A subcommittee in the United States House of Representatives has approved a bill that would prohibit the Food and Drugs Administration (FDA) from using federal funding to evaluate research or clinical applications of genetically modified human embryos. In addition to this, it would also force the FDA to form a new committee that includes religious leaders to review an upcoming report on the ethics of creating three-parent embryos.
The debate over modifying embryos reached boiling point earlier this year when Chinese scientists announced that in a world first they had successfully edited the genomes of human embryos. While there are already laws in place to prevent the federal government from funding research that either makes humans embryos or destroys them, there are no laws to prevent privately funded research from editing human germlines.
But this new bill seeks to make it harder to test any of this research out by preventing the FDA from using public money to permit research if it involves either viable embryos or sperm and eggs that could then go on to form an embryo.
In a bizarre twist, the bill in its current form wouldn’t actually prevent the research carried out in China that sparked the debate in the first place, as those scientists weren’t actually working on viable zygotes.
It doesn’t, however, stop there. When an application is given to the FDA to investigate a certain drug, they are all passed automatically unless the FDA moves to block it. If the bill were to pass and be made into law as it stands, it would – as stated earlier – prevent the agency from using any federal money to evaluate research into embryo editing, and this would include the blocking of applications.

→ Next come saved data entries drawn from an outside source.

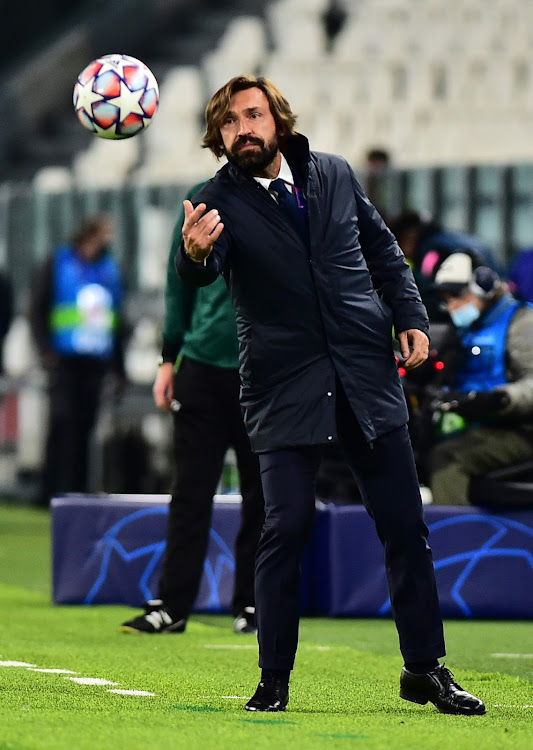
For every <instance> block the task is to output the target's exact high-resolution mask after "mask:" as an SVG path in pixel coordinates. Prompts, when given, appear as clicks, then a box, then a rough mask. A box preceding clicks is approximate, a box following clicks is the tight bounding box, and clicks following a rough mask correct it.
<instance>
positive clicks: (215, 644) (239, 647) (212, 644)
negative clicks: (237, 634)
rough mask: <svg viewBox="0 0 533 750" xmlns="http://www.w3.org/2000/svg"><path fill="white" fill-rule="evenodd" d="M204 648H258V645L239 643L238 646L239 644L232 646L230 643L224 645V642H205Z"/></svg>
mask: <svg viewBox="0 0 533 750" xmlns="http://www.w3.org/2000/svg"><path fill="white" fill-rule="evenodd" d="M204 648H253V649H256V648H257V645H255V646H249V645H246V646H245V645H244V644H239V645H238V646H237V645H235V646H231V645H230V644H228V645H227V646H223V645H222V644H219V643H204Z"/></svg>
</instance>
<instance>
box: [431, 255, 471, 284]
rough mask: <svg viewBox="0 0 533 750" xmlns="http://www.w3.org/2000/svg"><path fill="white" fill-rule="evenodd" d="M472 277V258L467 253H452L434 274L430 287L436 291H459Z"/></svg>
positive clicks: (466, 283)
mask: <svg viewBox="0 0 533 750" xmlns="http://www.w3.org/2000/svg"><path fill="white" fill-rule="evenodd" d="M473 277H474V266H473V263H472V258H471V256H470V255H468V254H467V253H452V254H451V255H449V256H448V257H447V258H446V260H444V261H443V262H442V264H441V267H440V268H439V270H438V271H437V273H436V274H435V280H434V282H433V284H432V288H433V289H434V290H435V291H437V292H451V293H452V294H453V293H456V292H460V291H461V290H462V289H464V288H465V287H466V286H469V285H470V284H471V282H472V280H473Z"/></svg>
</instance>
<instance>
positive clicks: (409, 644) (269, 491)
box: [256, 383, 445, 674]
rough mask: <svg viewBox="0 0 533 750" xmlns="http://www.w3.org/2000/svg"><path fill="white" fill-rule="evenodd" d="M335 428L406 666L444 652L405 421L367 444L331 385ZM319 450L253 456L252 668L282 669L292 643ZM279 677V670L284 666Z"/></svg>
mask: <svg viewBox="0 0 533 750" xmlns="http://www.w3.org/2000/svg"><path fill="white" fill-rule="evenodd" d="M337 429H338V435H339V440H340V442H341V444H342V446H343V448H344V450H345V452H346V456H347V460H348V462H349V464H350V467H351V469H352V471H353V473H354V476H355V477H356V479H357V481H358V483H359V486H360V488H361V491H362V495H363V499H364V503H365V506H366V508H367V510H368V512H369V514H370V515H371V517H372V518H373V519H374V521H375V524H376V529H377V532H378V535H379V538H380V540H381V542H382V543H383V545H384V549H385V568H386V572H387V580H388V586H389V593H390V598H391V606H392V612H393V615H394V618H395V622H396V627H397V630H398V634H399V638H400V650H401V652H402V655H403V657H404V660H405V662H406V664H419V663H425V662H428V663H431V662H433V661H434V662H435V663H437V662H436V660H437V659H438V658H439V657H441V656H443V655H444V654H445V646H444V635H443V626H442V619H441V615H440V608H439V601H438V595H437V588H436V582H435V574H434V569H433V562H432V555H431V550H430V548H429V547H428V545H427V536H428V529H427V526H426V524H425V523H424V519H423V513H422V503H421V500H420V491H419V485H418V479H417V474H416V468H415V464H414V460H413V456H412V450H411V445H410V440H409V434H408V431H407V427H406V426H403V427H399V428H397V429H395V430H392V431H391V432H389V433H387V434H385V435H383V436H381V437H379V438H377V439H376V440H375V441H374V442H373V444H372V445H369V444H368V443H367V442H366V440H365V438H364V436H363V433H362V431H361V429H360V427H359V424H358V423H357V420H356V418H355V416H354V414H353V412H352V410H351V408H350V405H349V403H348V401H347V398H346V396H345V394H344V392H343V389H342V386H341V385H340V383H337ZM319 456H320V449H315V448H312V447H299V448H294V449H289V450H278V451H272V452H269V453H265V454H261V455H260V457H259V459H260V466H261V472H262V479H263V490H264V495H265V509H266V521H265V529H264V532H263V535H262V537H261V540H260V543H259V549H258V553H257V565H256V615H257V625H258V640H259V666H260V667H262V669H263V670H275V671H279V670H291V669H292V668H293V663H294V657H295V653H296V647H297V640H298V619H299V587H300V562H301V556H302V552H303V548H304V545H305V543H306V542H307V540H308V538H309V535H310V532H311V528H312V523H313V518H314V510H315V495H314V482H315V476H316V471H317V467H318V461H319ZM287 674H288V672H287Z"/></svg>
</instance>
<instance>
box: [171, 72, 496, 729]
mask: <svg viewBox="0 0 533 750" xmlns="http://www.w3.org/2000/svg"><path fill="white" fill-rule="evenodd" d="M295 122H296V117H295V115H294V114H293V113H292V111H291V109H290V106H289V104H288V102H287V100H286V99H285V98H284V97H283V95H282V94H281V92H280V91H279V90H278V89H277V88H276V86H274V84H273V83H272V82H270V81H268V80H266V79H264V78H254V77H249V76H240V77H237V78H233V79H232V80H231V81H229V82H228V83H227V84H226V85H225V86H223V87H222V88H221V89H220V90H219V91H218V92H217V93H216V94H214V95H213V97H212V98H211V100H210V101H209V103H208V105H207V108H206V123H207V129H206V134H205V136H204V143H203V145H204V147H206V148H209V149H210V150H211V151H212V152H213V153H214V154H215V155H216V156H217V157H221V156H223V155H224V156H226V157H227V159H228V164H226V165H225V166H224V167H222V169H221V170H220V171H219V172H217V174H216V175H215V177H214V178H213V179H212V180H210V181H209V182H208V183H207V184H206V185H205V186H204V188H202V190H200V192H199V193H198V194H197V195H196V196H195V197H194V206H193V203H191V202H189V201H185V203H184V206H185V214H186V219H185V223H184V225H183V243H182V247H181V251H180V253H178V255H177V256H176V265H177V269H178V273H179V274H180V276H181V277H182V278H183V279H184V280H187V281H189V282H190V283H192V284H195V285H197V286H203V285H206V284H210V283H212V282H213V281H214V280H215V279H216V278H217V277H218V275H219V274H223V275H224V276H225V278H226V281H227V283H228V285H229V288H230V292H231V296H232V299H233V304H234V307H235V311H236V317H237V329H238V336H239V347H240V378H241V405H242V408H243V412H244V418H245V422H246V427H247V430H248V434H249V436H250V441H251V444H252V448H253V450H254V451H256V452H257V453H259V460H260V466H261V476H262V483H263V491H264V496H265V511H266V521H265V526H264V529H263V533H262V536H261V541H260V543H259V548H258V553H257V561H256V584H255V586H256V616H257V626H258V641H259V666H260V667H261V669H262V673H261V681H260V683H259V685H258V688H257V690H256V692H255V694H254V696H253V697H252V698H251V699H250V700H249V701H248V703H247V704H246V709H247V710H250V711H281V710H284V709H285V707H286V705H287V701H288V693H289V690H288V683H289V676H290V671H291V670H292V668H293V665H294V658H295V654H296V648H297V642H298V623H299V587H300V562H301V557H302V552H303V548H304V546H305V543H306V541H307V540H308V538H309V534H310V531H311V528H312V523H313V518H314V508H315V493H314V485H315V476H316V471H317V468H318V463H319V460H320V446H322V445H324V444H328V443H329V442H332V441H337V440H338V441H339V442H340V443H341V444H342V446H343V448H344V450H345V452H346V455H347V460H348V462H349V464H350V467H351V469H352V471H353V473H354V476H355V478H356V480H357V482H358V484H359V487H360V490H361V494H362V497H363V499H364V502H365V505H366V508H367V510H368V512H369V513H370V515H371V516H372V517H373V519H374V521H375V523H376V528H377V532H378V535H379V537H380V539H381V541H382V543H383V545H384V549H385V564H386V570H387V577H388V583H389V591H390V597H391V602H392V609H393V612H394V617H395V621H396V626H397V629H398V634H399V639H400V650H401V652H402V655H403V658H404V661H405V665H404V667H403V669H402V674H401V677H400V695H401V697H403V698H405V699H406V700H410V701H414V702H417V703H422V704H425V703H427V702H428V701H431V702H432V703H434V704H435V705H436V706H437V708H438V709H439V710H441V711H444V712H447V713H460V714H468V715H472V714H482V713H485V706H484V705H483V702H482V701H481V700H479V699H478V698H476V697H474V696H472V695H470V694H469V693H467V692H465V691H464V690H463V689H462V688H461V687H460V686H459V685H458V684H457V683H456V682H455V680H454V677H453V675H452V673H451V672H450V671H449V670H448V669H446V668H445V667H444V666H443V665H440V664H439V662H438V658H439V657H441V656H444V654H445V646H444V636H443V628H442V619H441V615H440V610H439V602H438V595H437V590H436V585H435V575H434V570H433V562H432V556H431V550H430V548H429V547H428V545H427V535H428V530H427V526H426V525H425V523H424V520H423V514H422V504H421V499H420V491H419V486H418V480H417V474H416V469H415V464H414V460H413V455H412V450H411V445H410V441H409V436H408V432H407V426H406V422H407V409H406V404H405V399H404V396H403V392H402V387H401V384H400V380H399V377H398V372H397V366H396V362H395V358H394V353H393V346H392V327H393V326H394V331H395V334H396V336H397V338H398V341H399V344H400V348H401V352H402V355H403V357H404V358H405V367H407V368H412V367H417V366H418V365H420V364H421V363H422V362H424V360H425V359H426V358H427V354H428V345H429V340H428V320H427V315H426V311H425V308H424V306H423V304H422V302H421V299H420V295H419V293H418V290H417V287H416V284H415V282H414V280H413V276H412V273H411V270H410V268H409V266H408V265H407V263H406V262H405V259H404V256H403V254H402V252H401V250H400V248H399V247H398V245H397V243H396V241H395V239H394V236H393V235H392V234H391V233H390V231H389V230H388V229H387V227H386V226H385V224H384V222H383V220H382V219H381V217H380V216H379V214H378V213H377V211H376V210H375V208H374V207H373V206H372V204H371V203H370V202H369V201H368V199H367V198H366V196H365V195H364V193H363V191H362V189H361V187H360V185H359V183H358V181H357V179H356V177H355V175H354V173H353V171H352V170H351V168H350V166H349V165H348V164H347V162H346V161H345V160H344V159H342V158H341V157H338V156H332V155H330V154H322V153H315V152H312V151H310V150H309V144H308V142H307V139H306V138H305V137H304V136H302V135H300V134H298V133H296V132H295Z"/></svg>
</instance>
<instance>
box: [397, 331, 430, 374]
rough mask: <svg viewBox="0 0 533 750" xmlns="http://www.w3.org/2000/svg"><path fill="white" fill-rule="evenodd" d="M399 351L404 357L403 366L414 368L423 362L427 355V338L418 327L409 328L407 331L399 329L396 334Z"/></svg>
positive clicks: (412, 369) (428, 347) (428, 339)
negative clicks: (398, 344) (400, 330)
mask: <svg viewBox="0 0 533 750" xmlns="http://www.w3.org/2000/svg"><path fill="white" fill-rule="evenodd" d="M398 342H399V344H400V352H401V354H402V357H404V358H405V362H404V363H403V367H405V369H406V370H414V368H415V367H419V365H421V364H423V363H424V362H425V361H426V359H427V358H428V355H429V339H428V337H427V336H426V334H425V333H424V331H419V330H418V328H409V329H408V330H407V331H401V333H399V334H398Z"/></svg>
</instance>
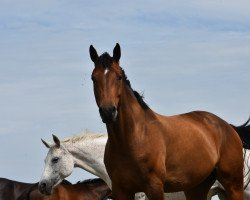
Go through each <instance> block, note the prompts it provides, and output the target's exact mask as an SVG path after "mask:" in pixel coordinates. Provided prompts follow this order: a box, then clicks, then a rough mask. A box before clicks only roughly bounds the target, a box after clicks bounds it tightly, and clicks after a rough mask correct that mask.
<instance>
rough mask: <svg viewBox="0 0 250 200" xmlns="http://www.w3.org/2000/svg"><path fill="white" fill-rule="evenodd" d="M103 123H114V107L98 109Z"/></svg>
mask: <svg viewBox="0 0 250 200" xmlns="http://www.w3.org/2000/svg"><path fill="white" fill-rule="evenodd" d="M99 113H100V115H101V118H102V121H103V123H108V122H114V121H115V120H116V117H117V108H116V107H115V106H107V107H102V106H100V107H99Z"/></svg>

The legislation also seeks to impose another layer of review into the FDA. Last year, the agency commissioned a report looking into the ethical and social implications of creating so-called “three-parent embryos,” developed to stop women with mitochondrial genetic diseases from passing them on to their children. The new law would mean that the FDA have to pass the report through a panel that includes a religious specialist in order for it to be approved.
The bill has so far been passed by a subcommittee, but would need to win full support from the House of Representatives, the Senate and the President before it could be made into law. Political pundits suggest that this is probably just the Republican majority in congress trying to appease their supporters.